Ivan Petrúšek, Institute of Sociology, Czech Academy of Sciences:
Distributive justice beliefs and support for income redistribution in Europe
Ivan is currently working on a paper together with our colleague Aleš Kudrnáč, and is a doctoral candidate at the Charles University, Prague and a junior researcher at the Institute of Sociology of the Czech Academy of Sciences. His research focuses on political participation (generational effects on voter turnout and electoral volatility in post-communist countries), attitudes towards economic inequalities, and income redistribution (in the Czech Republic and Europe).
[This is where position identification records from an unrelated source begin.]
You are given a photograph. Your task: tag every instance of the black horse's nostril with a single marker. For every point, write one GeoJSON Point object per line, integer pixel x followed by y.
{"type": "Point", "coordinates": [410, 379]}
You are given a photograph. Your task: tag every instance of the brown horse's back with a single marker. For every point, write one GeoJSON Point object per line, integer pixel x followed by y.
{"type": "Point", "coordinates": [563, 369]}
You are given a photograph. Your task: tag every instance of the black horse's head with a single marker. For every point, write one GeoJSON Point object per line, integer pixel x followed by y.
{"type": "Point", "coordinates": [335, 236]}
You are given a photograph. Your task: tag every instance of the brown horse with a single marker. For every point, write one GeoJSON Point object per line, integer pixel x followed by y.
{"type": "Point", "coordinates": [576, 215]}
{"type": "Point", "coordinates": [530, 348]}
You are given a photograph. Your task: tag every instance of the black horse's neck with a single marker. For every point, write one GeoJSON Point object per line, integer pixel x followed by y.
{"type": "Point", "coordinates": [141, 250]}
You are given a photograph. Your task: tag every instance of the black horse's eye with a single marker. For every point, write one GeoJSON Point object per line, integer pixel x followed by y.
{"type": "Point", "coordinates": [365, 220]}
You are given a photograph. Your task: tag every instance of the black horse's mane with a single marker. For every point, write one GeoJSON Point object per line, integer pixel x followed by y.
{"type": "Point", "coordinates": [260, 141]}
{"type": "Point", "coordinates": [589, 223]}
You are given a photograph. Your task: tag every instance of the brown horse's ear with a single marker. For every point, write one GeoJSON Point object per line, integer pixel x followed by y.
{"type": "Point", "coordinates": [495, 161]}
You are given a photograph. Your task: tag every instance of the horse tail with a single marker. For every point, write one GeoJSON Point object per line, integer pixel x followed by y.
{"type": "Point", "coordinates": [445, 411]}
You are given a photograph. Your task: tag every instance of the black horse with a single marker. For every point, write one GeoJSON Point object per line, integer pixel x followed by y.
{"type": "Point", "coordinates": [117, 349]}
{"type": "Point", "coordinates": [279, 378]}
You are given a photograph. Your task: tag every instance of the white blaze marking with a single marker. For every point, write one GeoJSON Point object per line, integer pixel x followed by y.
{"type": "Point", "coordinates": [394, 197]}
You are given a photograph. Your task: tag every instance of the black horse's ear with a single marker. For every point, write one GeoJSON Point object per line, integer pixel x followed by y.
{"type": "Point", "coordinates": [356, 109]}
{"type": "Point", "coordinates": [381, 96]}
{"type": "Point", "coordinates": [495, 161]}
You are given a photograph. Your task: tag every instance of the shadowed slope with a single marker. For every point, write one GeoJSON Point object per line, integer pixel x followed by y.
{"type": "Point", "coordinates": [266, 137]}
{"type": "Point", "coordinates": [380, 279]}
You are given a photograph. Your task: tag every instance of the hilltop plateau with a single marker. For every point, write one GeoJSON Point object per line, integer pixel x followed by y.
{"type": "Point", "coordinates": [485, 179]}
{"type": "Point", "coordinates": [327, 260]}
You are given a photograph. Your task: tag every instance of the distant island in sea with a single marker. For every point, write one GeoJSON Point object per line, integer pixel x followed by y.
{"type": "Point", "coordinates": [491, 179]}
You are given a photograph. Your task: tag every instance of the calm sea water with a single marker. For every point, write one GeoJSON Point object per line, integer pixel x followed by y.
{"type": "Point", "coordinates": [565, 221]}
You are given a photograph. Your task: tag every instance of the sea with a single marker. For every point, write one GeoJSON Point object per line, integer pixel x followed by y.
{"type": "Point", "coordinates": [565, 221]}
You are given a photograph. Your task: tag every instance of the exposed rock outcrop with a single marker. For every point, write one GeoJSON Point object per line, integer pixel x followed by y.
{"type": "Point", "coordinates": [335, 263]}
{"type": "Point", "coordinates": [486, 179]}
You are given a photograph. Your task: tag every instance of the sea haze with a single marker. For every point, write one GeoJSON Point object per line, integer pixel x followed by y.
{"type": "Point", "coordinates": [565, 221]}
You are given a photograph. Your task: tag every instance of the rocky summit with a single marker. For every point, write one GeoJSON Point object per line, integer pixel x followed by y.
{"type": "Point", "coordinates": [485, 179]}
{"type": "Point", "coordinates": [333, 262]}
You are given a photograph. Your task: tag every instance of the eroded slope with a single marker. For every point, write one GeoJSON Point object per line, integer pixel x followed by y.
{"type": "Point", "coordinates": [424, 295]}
Political theory and political philosophy formulate several distributive justice principles according to which a fair society should be organized. Individual people may have different personal beliefs about the importance of these principles. The particular principle(s) individuals ascribe to will determine their attitudes towards particular economic measures and policies. Concerning income redistribution attitudes, two distributive principles are essential. Firstly, the idea of equality posits that a society is fair when economic outcomes (i.e. income and wealth) are equally distributed among society members. Secondly, the equity principle suggests that a fair society distributes economic outcomes among society members proportionally to their individual input/effort. Therefore, it is expected that people ascribing to the equality principle will be supporters of income redistribution (as it leads to a more equal distribution of disposable incomes). People preferring the equity principle should be tolerant of stratified disposable incomes, which reflect the individual effort.
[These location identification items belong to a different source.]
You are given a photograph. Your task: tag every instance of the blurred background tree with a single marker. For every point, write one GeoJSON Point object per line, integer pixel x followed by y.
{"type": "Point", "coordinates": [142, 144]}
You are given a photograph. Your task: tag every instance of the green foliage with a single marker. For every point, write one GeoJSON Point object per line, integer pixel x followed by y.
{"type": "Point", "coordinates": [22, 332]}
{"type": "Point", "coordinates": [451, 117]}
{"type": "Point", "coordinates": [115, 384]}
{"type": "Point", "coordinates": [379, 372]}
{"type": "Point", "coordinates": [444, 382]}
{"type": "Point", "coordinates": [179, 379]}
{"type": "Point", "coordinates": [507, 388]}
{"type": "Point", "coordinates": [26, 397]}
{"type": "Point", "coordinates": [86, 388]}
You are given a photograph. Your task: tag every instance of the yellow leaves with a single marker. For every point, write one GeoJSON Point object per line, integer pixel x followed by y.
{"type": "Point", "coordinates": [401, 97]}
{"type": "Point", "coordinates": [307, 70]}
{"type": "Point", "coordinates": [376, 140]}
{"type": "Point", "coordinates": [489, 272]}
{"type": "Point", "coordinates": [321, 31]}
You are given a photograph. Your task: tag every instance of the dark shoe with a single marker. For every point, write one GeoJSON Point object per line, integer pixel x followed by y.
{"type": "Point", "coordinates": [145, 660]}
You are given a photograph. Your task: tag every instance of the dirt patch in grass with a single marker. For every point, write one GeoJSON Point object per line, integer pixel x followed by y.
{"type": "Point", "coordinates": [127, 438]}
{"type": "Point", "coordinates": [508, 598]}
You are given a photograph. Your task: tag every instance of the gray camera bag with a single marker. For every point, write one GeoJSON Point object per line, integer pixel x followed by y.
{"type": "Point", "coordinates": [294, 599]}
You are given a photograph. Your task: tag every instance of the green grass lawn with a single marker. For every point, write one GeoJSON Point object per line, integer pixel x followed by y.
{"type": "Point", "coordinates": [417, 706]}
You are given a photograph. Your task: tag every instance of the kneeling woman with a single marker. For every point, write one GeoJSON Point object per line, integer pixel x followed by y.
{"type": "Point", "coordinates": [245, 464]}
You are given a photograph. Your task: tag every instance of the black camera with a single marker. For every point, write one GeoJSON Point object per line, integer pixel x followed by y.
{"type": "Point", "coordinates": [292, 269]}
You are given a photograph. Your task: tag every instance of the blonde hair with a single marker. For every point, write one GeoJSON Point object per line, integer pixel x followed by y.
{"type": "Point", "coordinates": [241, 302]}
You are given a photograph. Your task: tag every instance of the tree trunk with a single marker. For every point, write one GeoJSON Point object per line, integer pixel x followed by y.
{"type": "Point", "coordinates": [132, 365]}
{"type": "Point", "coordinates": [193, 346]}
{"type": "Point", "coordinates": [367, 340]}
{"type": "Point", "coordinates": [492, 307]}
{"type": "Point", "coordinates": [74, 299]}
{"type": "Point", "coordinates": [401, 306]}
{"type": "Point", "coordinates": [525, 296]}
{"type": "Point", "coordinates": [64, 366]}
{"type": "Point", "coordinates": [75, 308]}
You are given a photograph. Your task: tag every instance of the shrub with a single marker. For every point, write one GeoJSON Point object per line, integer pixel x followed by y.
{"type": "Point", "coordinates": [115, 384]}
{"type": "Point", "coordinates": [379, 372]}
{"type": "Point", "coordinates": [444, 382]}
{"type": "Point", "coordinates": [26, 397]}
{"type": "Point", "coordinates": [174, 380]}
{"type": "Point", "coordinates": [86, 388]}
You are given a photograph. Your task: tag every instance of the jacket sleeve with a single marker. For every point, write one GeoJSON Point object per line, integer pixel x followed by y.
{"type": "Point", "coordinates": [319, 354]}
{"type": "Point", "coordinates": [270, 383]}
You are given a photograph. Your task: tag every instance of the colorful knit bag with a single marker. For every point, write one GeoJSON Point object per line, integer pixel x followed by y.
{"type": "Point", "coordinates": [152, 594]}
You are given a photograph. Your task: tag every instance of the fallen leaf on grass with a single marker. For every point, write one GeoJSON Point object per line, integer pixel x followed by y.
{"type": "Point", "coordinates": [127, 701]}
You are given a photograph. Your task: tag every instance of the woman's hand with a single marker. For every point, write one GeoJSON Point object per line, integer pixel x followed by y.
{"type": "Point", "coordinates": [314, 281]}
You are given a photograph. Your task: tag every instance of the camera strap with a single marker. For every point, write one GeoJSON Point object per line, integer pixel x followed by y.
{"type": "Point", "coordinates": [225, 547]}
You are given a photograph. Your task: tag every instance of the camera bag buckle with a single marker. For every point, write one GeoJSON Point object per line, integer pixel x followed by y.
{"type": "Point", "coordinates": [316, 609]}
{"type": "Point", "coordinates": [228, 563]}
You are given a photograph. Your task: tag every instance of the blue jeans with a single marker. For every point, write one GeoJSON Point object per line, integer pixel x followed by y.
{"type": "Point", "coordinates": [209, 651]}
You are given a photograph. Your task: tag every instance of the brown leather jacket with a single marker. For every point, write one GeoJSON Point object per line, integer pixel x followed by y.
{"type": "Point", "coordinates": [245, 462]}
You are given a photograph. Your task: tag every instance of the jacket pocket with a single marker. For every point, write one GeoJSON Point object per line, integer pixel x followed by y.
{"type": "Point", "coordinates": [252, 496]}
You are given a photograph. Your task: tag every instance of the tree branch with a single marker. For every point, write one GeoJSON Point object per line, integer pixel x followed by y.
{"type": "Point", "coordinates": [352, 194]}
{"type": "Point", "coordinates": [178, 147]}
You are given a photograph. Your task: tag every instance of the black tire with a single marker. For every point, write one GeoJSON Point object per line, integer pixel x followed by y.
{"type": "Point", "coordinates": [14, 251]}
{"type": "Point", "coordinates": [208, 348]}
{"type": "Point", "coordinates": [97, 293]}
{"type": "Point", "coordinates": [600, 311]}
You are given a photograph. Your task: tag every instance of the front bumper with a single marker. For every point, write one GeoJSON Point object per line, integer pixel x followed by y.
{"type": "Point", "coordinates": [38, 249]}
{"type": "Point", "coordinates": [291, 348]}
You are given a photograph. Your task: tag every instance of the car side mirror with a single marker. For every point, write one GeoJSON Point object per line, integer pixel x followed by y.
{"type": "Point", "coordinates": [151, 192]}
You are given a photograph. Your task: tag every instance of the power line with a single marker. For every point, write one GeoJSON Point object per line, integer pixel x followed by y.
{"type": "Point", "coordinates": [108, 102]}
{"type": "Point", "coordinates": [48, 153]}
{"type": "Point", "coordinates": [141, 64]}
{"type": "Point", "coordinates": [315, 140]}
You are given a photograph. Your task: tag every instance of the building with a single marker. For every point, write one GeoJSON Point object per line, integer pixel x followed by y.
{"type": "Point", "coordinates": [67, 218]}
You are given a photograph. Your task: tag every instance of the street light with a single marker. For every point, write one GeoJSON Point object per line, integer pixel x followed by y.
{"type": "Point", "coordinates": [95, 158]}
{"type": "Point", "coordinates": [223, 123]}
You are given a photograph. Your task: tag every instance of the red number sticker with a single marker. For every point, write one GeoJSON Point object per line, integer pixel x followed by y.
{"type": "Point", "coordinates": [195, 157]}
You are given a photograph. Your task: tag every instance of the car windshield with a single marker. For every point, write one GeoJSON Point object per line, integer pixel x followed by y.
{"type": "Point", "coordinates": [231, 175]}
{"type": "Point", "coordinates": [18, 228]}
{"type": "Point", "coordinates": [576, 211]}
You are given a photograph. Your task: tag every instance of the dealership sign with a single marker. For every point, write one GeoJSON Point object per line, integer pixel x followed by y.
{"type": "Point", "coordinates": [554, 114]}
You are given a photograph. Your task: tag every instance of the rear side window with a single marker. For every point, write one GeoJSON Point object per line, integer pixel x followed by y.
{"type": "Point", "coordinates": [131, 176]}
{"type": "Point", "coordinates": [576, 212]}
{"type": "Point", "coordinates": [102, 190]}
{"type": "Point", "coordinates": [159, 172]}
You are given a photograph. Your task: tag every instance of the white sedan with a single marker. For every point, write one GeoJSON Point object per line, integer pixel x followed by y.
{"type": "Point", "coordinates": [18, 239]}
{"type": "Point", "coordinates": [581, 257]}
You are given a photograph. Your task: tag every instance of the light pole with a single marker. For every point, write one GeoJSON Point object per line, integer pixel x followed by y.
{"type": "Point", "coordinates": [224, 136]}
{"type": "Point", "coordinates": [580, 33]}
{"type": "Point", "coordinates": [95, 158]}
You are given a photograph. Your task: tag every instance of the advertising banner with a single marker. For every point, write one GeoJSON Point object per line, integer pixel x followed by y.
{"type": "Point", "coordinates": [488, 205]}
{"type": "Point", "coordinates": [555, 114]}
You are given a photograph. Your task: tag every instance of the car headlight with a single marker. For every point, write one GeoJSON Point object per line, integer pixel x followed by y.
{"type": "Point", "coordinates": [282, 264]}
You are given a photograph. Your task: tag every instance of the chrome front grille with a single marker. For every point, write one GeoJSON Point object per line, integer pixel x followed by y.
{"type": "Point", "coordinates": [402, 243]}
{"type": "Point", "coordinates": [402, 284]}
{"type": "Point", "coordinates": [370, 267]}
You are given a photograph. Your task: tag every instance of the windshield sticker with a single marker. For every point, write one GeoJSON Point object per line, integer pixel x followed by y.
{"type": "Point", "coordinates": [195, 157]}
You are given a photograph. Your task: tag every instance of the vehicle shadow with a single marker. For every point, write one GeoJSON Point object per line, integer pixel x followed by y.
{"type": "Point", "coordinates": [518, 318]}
This research aims to study how these two distributive justice norms impact attitudes towards income redistribution in Europe. Firstly, this working paper studies which of these two distributive justice norms is a stronger correlate of pro-redistributive attitudes. Secondly, I analyze whether and how the effect of distributive justice norms is moderated by individual income. Thirdly, I study whether these norms' importance with respect to support for income redistribution is the same across European countries and which contextual factors may help explain cross-country differences.
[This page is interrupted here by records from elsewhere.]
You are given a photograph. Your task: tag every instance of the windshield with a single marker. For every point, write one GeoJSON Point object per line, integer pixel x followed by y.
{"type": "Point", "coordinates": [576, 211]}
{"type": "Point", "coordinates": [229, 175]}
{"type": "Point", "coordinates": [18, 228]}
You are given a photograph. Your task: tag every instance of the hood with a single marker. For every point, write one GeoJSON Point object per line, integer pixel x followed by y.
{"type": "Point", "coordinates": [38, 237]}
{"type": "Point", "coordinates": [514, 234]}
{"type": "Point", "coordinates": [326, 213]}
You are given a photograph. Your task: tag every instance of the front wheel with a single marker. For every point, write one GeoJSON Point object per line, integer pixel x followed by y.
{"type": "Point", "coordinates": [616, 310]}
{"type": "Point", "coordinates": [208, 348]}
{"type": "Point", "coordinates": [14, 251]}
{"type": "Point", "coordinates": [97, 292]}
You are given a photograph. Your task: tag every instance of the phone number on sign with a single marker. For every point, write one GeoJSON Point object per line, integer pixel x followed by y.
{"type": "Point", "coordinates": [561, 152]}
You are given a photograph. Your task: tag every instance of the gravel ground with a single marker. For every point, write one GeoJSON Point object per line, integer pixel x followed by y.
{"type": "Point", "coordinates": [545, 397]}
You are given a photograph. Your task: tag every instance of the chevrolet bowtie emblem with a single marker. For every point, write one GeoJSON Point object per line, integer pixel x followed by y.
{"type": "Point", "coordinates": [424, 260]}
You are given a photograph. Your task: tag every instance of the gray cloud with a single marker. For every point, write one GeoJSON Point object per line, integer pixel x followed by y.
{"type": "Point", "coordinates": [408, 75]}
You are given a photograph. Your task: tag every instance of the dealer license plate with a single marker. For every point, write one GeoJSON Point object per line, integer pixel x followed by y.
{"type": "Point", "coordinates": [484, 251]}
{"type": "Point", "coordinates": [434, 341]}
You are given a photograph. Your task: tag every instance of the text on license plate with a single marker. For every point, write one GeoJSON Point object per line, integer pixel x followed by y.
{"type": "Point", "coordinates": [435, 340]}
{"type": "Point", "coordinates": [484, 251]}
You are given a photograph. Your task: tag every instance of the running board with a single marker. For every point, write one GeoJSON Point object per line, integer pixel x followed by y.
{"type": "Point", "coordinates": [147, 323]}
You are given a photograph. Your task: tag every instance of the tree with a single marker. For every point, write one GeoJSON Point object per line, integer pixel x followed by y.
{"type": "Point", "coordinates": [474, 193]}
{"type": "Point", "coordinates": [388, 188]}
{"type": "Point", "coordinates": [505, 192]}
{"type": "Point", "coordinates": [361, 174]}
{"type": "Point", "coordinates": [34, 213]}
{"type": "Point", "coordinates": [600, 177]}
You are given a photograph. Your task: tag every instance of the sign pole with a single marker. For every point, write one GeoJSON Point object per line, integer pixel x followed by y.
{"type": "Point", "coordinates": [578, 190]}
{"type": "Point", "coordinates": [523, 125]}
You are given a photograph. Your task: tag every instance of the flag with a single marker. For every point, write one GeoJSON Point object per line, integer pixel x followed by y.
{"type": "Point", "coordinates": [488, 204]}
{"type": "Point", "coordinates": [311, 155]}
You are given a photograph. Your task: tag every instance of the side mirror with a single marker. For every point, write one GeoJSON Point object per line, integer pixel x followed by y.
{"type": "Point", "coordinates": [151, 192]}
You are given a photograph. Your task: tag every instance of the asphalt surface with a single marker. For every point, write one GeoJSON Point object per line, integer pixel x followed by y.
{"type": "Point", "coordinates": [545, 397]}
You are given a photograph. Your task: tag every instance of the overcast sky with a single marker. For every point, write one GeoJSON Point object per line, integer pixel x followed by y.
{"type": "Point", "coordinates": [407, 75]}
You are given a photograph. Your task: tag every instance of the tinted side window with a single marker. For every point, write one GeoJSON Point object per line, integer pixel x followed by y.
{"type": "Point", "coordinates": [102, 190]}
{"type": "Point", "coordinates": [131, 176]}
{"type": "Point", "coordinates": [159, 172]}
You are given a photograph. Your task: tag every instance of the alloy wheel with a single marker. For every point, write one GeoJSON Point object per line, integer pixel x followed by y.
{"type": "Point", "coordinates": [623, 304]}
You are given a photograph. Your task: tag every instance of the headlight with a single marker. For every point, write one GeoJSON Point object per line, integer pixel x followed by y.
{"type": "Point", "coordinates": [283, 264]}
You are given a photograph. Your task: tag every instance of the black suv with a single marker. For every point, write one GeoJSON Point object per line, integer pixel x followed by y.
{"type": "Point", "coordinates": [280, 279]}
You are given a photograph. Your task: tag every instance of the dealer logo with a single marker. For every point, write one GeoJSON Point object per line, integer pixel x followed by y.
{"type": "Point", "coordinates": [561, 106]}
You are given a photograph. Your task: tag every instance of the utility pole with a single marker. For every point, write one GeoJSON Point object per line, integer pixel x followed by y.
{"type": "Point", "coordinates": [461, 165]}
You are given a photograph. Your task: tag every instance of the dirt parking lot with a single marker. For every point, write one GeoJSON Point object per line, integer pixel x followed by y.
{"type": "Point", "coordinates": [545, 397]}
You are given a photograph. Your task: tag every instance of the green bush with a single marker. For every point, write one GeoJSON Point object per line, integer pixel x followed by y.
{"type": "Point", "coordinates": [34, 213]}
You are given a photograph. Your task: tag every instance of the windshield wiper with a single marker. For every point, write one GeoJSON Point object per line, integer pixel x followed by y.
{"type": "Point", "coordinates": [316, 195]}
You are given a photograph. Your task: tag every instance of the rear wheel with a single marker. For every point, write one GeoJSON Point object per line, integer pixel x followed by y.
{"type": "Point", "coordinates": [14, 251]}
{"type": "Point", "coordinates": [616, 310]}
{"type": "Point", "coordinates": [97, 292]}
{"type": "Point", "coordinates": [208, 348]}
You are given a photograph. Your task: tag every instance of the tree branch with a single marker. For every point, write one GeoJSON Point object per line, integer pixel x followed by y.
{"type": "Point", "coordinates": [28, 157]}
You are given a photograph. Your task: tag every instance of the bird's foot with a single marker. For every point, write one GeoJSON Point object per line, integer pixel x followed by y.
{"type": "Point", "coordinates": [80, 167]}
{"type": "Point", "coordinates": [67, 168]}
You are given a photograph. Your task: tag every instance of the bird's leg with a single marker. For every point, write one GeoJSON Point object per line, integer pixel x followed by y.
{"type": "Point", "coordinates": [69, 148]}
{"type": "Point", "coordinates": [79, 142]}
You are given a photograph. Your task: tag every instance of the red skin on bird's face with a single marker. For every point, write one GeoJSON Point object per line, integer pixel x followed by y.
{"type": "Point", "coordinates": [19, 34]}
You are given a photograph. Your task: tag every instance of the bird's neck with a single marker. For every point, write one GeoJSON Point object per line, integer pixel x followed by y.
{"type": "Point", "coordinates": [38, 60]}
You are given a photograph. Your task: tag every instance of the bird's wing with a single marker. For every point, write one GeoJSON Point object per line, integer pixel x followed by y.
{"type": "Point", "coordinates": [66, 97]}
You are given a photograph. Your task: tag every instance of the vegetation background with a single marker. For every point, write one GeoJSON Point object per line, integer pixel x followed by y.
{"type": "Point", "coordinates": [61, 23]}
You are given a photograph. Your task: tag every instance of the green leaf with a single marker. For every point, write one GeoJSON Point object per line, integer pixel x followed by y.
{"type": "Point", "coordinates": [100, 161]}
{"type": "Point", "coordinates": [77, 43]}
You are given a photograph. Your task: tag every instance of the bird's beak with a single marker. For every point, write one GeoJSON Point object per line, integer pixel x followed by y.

This work in progress employs European Social Survey data from Justice and fairness module (round 9). While controlling for several socioeconomic status variables, the results demonstrate that the equality principle is a powerful predictor of pro-redistributive attitudes. Individuals who believe in the equality principle ceteris paribus support redistribution much more than individuals who oppose this principle. The role of the equality principle is much more crucial than that of the equity principle. Both distributive justice norms are strongly interacted with income. While high-income individuals ascribing to the equality principle tend to support income redistribution strongly, the opposite is the case for high-income individuals ascribing to the equity principle. The two-level model with a cross-level interaction suggests that existing inequalities of disposable incomes may explain part of the observed cross-country variation. In countries with low to moderate income inequalities, the role of the equality principle is much more important than in high-inequality countries.